Yesterday the September edition of the Amsterdam.rb Ruby meetup took place at WeWork, with insightful talks by WeTransfer's Julik Tarkhanov and GitHub Developer Advocate Don Goodman Wilson.

It's a TIFF. Adventures in file format

Julik shared a rather new feature with us, image previews on WeTransfer. Enabled by default in most countries, WeTransfer attempts to test the load on their servers. The amount of image transfers over the platform runs in the millions per day, the exact number Julik is not at liberty to say.

IMG-20180918-WA0000
Julik Tarkhanov

At a certain point 'just download' was not enough, says Julik. WeTransfer wants people to be able to present their work and to offer them choices: what to download if you're pressed for time? What we need to know about a file, without downloading it in full, is the file format, the resolution for images, compositions for archives, duration for video/audio and page count for PDFs.

Before loading an image into your image processing library you want to know how large it's going to be. Assuming 8-bit colorchannels and RGBA, an uncompressed buffer for a 512x512 image is 1048576 bytes (width_px * height_px * 4). Indeed, file processing can get ugly. It's CPU-intensive, IO-intensive and relies on a multitude of libraries, and libraries always come with a security risk. We can't download entire files and run detection on it.

Detecting files reliably is hard, but not impossible. WeTransfer considered using FastImage, Dimensions, imagesize or exiftool for file properties detection, before writing their own tool.

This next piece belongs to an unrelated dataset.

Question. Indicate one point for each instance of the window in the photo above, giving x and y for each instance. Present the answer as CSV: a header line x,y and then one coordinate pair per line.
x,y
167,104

format_parser had the following requirements:

  1. Random-access via HTTP using Range: - you don't want to inspect bit per bit / straight-ahead scanning only to find out the format information is at the very end, using a ton of elsif statements - and support for local files,
  2. One isolated module per supported file format - instead of a page-long case statement,
  3. Some protection from crafted malicious payloads.

Julik claims that format_parser is on par with FastImage in terms of speed, and orders of magnitude faster when file information is at the tail of the file. WeTransfer even goes as far as to have job-candidates create a module for format_parser as a type of litmus test.

Let's build a GitHub App

Don is more apt to writing C++ code, but he wrote a Sinatra app for the occasion. Don enjoys 'automating all the things' and to that end created an GitHub app that is essentially an issue triage bot, using NLP (Recast.ai) and Octokit.rb.

donGW
Don Goodman Wilson

GitHub apps allow you to do anything you can do as a user, but as an app. You can use GitHub apps to build custom workflows (bespoke or os), 3rd party integrations, and native apps.

A little while ago I attended a workshop at GitHub's Amsterdam office to learn how to automatically add labels to issues, using Probot and NodeJS. The Ruby app Don showcases works roughly the same, in that it receives the issues event, checks whether action is opened, analyzes the issue title, and assigns a label using the Issues API.

The code for the bot is up on GitHub. Try and install it on a repo, and create a new issue to see the bot working. Or just create an issue on Don's sandbox env. The training material for the bot is 'remixable' as well.

The October 16 Amsterdam.rb meetup will host 'Hubber' and Rails core member Eileen (@eileencodes) and Fotos Georgiadis, Senior Software Engineer at Catawiki.